Snoek with apricot chakalaka
Serves: | 4 |
Cooking Time: | 20m |
Serving Suggestion: | Roasted sweet potato wedges to serve |
Prep Time: | 5m |
Ingredients
- 800 g lightly smoked snoek
- 2 green chillies, deseeded and chopped
- 1 green pepper
- 1 red pepper, finely chopped
- 2 large carrots, peeled and grated
- 1 x 400 g tin baked beans in tomato sauce
- 2 tbsp fresh thyme, chopped
- olive oil
- 1 tbsp oil
- 1 large onion, finely chopped
- 2 cloves garlic, crushed
- 2 Tbsp mild curry powder
- 1 yellow pepper, finely chopped
- 100 g Turkish apricots, chopped
- 1 x 400 g tin chopped tomatoes
- A handful coriander, chopped
- salt and pepper
Woolworths is committed to sustainability via our good business journey. Seasonal (and other) products might not always be in stock.
Cooking Instructions
- Season the snoek with thyme, salt and pepper, then drizzle with olive oil before cooking on the braai or in the oven.
- Heat oil and fry the onion until soft.
- Add the garlic, chilli, curry powder and stir to combine.
- Add the peppers and cook for 5 minutes until the peppers are tender.

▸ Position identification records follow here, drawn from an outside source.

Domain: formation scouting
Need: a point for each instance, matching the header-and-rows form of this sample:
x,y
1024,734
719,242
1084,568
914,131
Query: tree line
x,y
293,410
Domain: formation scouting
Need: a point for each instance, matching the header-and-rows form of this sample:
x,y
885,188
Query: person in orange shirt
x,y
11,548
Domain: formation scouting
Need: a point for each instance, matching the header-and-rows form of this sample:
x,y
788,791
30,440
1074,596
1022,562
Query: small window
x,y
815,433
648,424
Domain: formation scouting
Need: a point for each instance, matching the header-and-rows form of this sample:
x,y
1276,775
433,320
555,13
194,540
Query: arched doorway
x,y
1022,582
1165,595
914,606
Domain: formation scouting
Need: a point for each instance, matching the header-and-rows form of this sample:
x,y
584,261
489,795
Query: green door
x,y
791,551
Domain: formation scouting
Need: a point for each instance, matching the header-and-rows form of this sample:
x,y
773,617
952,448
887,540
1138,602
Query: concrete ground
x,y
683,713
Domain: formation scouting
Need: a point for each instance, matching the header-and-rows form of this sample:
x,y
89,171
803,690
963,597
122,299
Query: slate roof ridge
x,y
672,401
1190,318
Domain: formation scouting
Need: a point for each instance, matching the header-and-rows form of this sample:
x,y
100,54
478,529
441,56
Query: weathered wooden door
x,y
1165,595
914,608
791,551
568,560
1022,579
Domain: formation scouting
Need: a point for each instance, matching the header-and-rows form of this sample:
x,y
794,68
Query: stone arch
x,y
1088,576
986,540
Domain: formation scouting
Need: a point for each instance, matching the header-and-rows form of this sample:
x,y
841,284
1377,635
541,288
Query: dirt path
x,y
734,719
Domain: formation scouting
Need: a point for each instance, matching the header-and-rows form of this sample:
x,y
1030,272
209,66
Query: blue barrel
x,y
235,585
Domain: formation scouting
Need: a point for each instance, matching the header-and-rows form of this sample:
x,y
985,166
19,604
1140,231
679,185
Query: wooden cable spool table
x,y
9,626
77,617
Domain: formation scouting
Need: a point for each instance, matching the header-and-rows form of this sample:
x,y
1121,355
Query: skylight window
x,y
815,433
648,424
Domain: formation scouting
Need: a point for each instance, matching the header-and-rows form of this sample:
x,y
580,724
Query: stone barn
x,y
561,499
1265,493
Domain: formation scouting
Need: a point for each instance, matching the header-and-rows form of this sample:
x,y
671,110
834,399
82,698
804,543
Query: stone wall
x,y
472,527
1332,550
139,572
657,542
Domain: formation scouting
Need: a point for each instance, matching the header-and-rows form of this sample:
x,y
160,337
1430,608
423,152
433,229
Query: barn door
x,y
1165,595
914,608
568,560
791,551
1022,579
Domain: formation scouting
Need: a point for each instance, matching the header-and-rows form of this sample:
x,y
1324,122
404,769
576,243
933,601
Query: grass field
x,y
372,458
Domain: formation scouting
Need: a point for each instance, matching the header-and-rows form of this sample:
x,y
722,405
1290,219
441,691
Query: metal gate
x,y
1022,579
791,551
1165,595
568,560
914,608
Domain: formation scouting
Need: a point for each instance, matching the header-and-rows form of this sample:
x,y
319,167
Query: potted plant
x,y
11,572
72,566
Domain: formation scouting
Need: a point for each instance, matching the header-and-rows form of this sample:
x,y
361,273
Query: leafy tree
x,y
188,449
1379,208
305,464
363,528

- Add the carrots and apricots and stir until coated in the curry powder.
- Add in the tomatoes and baked beans then simmer for 10 minutes until thickened.
- Remove from the heat, add chopped coriander and season to taste.
- Serve the snoek topped with the chakalaka and the sweet potato wedges on the side.